GIARDINI E ORTI CONDOMINIALI: COME VENGONO REGOLAMENTATI?

GIARDINI E ORTI CONDOMINIALI: COME VENGONO REGOLAMENTATI?

Il giardino condominiale è uno spazio comune per eccellenza ma fonte di numerose controversie tra i condomini circa l’utilizzo del medesimo.

La prima regola è sempre quella di verificare cosa dispone al riguardo il regolamento di Condominio circa l’utilizzo dell’area ad esempio come spazio giochi per bambini, area ricreativa o semplicemente verde. Se esistono delle limitazioni le medesime si applicheranno a tutti i condomini.

Come si suddividono le spese per la gestione del verde condominiale?

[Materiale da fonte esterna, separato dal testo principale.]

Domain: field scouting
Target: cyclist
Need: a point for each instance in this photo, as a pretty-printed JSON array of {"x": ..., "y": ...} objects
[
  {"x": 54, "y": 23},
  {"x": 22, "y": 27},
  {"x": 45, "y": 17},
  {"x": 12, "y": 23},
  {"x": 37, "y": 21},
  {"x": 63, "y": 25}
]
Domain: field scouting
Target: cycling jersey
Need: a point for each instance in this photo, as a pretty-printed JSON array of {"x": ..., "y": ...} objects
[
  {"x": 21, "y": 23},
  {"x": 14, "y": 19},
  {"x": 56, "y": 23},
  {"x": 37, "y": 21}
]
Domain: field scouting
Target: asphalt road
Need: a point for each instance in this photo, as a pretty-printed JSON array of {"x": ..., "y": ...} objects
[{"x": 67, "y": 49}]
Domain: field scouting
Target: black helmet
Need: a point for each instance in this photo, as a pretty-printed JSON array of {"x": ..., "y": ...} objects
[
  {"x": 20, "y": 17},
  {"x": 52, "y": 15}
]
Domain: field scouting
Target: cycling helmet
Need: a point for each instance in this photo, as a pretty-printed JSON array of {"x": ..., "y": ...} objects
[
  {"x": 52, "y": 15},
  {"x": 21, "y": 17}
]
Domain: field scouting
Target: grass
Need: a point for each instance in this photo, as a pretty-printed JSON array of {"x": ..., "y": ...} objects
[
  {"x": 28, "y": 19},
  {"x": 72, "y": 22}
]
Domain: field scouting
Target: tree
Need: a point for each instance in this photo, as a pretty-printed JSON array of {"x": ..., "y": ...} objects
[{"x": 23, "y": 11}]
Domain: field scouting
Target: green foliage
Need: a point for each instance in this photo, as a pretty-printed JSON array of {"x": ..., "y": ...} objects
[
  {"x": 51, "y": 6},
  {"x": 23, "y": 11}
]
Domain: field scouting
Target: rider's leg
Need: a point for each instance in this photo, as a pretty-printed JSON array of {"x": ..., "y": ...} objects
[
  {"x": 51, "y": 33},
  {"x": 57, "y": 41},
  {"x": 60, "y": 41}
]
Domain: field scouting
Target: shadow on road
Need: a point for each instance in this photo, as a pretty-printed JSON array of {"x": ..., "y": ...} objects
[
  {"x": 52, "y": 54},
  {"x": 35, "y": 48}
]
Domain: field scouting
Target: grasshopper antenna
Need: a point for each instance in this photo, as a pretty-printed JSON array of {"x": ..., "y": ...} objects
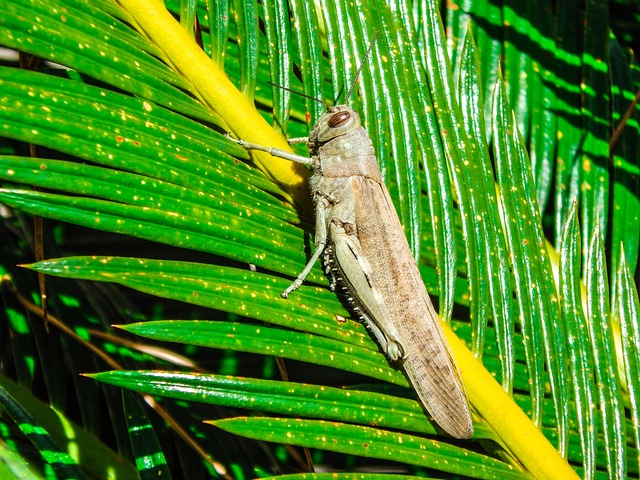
[
  {"x": 364, "y": 62},
  {"x": 297, "y": 93}
]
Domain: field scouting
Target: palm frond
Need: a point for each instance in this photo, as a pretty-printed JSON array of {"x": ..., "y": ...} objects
[{"x": 134, "y": 135}]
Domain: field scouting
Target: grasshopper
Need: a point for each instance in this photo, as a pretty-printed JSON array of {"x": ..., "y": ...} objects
[{"x": 365, "y": 251}]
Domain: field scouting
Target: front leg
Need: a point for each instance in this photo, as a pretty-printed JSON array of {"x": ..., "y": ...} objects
[
  {"x": 276, "y": 152},
  {"x": 320, "y": 242}
]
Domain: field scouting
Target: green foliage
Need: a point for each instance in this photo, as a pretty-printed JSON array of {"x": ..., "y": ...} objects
[{"x": 495, "y": 144}]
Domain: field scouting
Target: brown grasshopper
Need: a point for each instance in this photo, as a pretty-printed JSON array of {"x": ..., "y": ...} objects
[{"x": 366, "y": 252}]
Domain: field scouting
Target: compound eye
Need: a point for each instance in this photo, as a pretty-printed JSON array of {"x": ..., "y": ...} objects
[{"x": 339, "y": 119}]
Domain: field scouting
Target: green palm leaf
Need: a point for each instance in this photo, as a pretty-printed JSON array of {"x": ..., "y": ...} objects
[{"x": 131, "y": 141}]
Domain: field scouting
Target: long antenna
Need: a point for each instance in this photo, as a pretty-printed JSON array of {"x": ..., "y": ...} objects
[
  {"x": 366, "y": 57},
  {"x": 298, "y": 93}
]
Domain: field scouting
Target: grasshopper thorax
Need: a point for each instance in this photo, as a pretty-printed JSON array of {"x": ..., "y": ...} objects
[{"x": 338, "y": 121}]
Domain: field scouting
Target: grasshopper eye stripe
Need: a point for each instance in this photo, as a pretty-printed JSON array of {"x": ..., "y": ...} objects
[{"x": 339, "y": 119}]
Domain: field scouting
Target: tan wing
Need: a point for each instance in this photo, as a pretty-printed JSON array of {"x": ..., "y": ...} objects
[{"x": 429, "y": 364}]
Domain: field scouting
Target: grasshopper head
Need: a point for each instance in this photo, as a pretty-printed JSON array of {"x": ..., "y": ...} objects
[{"x": 338, "y": 121}]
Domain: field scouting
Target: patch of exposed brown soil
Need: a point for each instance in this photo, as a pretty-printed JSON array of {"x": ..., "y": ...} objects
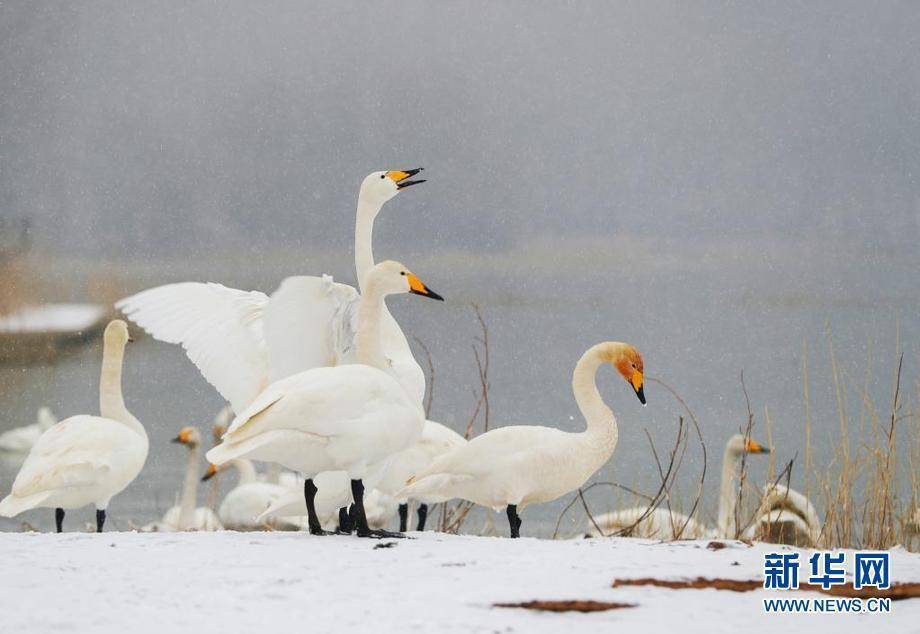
[{"x": 576, "y": 605}]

I giardini condominiali, così come i cortili, fanno parte di quelle porzioni di Condominio di proprietà comune, il cui utilizzo spetta quindi a tutti i condomini in egual misura. Pertanto ai sensi dell’art. 1123 del codice civile tutti i condomini sono tenuti a partecipare alle spese in ragione delle proprie quote millesimali di proprietà.
L’assemblea condominiale può deliberare una diversa ripartizione delle spese in applicazione del criterio di cui all’art. 1123 c.c. comma 2 stabilendo ad esempio un esonero parziale per quei condomini che traggano un’utilità diversa dal verde in quanto, per le caratteristiche della loro unità immobiliare o del giardino si trovino a farne un uso differente. E’ possibile, sempre con idonea delibera assembleare, che qualche condomino possa essere totalmente esonerato dal contribuire alle spese di manutenzione laddove non ne tragga utilità alcuna. (art. 1123 c.c. comma 3).

Come qualunque altro onere condominiale anche il giardino conosce la differenza tra spese straordinarie ed ordinarie.

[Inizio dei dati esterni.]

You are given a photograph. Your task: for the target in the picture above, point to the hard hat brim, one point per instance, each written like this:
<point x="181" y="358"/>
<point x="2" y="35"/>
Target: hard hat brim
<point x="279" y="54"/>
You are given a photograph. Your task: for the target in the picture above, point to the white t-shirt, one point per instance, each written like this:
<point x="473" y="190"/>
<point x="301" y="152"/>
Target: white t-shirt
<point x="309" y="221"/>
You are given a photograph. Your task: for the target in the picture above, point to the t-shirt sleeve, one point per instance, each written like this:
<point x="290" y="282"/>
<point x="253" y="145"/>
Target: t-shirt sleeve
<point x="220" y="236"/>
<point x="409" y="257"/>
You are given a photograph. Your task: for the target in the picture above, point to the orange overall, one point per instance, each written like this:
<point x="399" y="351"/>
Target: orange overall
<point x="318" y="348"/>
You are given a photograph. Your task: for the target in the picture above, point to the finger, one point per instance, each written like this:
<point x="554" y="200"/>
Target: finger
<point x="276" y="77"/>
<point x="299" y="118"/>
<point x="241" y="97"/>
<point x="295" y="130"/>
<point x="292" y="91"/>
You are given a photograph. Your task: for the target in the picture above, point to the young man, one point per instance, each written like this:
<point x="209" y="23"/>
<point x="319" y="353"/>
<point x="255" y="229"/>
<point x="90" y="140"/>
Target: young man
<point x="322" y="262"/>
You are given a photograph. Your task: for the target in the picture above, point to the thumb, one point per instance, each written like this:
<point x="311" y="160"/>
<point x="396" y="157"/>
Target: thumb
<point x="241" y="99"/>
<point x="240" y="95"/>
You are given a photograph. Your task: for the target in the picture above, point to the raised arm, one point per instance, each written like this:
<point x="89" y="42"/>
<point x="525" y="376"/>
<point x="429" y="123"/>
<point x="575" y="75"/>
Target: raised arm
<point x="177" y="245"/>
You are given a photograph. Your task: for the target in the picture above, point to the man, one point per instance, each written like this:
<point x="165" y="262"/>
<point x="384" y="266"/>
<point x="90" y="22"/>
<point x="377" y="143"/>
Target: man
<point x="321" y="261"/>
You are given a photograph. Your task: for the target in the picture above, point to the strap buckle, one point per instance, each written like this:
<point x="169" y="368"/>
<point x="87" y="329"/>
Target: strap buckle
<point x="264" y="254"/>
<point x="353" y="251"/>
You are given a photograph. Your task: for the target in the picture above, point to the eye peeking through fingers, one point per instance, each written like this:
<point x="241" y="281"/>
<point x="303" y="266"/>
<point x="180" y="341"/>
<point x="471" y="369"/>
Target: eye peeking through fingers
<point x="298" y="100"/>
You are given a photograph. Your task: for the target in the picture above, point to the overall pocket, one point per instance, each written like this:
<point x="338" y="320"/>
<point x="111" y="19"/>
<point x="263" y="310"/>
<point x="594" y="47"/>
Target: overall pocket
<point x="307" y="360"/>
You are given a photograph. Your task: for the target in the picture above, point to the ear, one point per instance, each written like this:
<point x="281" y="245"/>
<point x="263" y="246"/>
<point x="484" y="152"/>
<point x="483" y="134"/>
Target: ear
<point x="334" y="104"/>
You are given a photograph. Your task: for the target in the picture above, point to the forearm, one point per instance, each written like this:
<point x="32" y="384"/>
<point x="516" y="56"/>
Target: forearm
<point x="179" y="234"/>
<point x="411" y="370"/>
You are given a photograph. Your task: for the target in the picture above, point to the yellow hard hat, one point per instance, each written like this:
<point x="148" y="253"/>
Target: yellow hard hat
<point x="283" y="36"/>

Le spese ordinarie sono quelle generalmente sostenute per la gestione del verde: potatura, taglio erba, irrigazione, compenso al giardiniere. Sono spese straordinarie quelle invece riguardanti ad esempio l’acquisto di nuove piante, la creazione di un impianto di irrigazione, oppure quelle che ineriscano alla trasformazione del giardino condominiale in area giochi o parcheggio mutandone la destinazione d’uso. In questo caso serviranno maggioranze qualificate.

La differenziazione delle spese in ordinarie e straordinarie ne determina anche una diversa modalità di gestione da parte dell’amministratore potendo quest’ultimo procedere in autonomia per quanto riguarda le spese di ordinaria manutenzione necessitando invece di preventiva autorizzazione assembleare in caso di interventi straordinari.
Si assiste oggi ad un fenomeno abbastanza diffuso che è quello della creazione da parte di alcuni condomini di orti personali nelle aree verdi comuni. Ma è possibile tale operazione?

La regola generale è da ricercare nell’art. 1102 del codice civile che disciplina l’uso della cosa comune. Secondo quanto ivi stabilito ciascun partecipante può servirsi della cosa comune purché non ne alteri la destinazione e non impedisca agli altri partecipanti di farne parimenti uso secondo il proprio diritto”.

In sostanza il codice civile tutela il diritto di ciascuno di usare gli spazi comuni nel modo che preferisce con i limiti indicati. Ciò non esclude che si possano creare delle conflittualità tra i condomini perché qualcuno ad esempio ritenga che la presenza dell’orto deturpi l’estetica del giardino e quindi il decoro condominiale.

Anche in assenza di espressi divieti contenuti nel regolamento condominiale è sempre consigliabile informare l’assemblea di Condominio della volontà di creare un piccolo orto evitando l’insorgere di liti condominiali.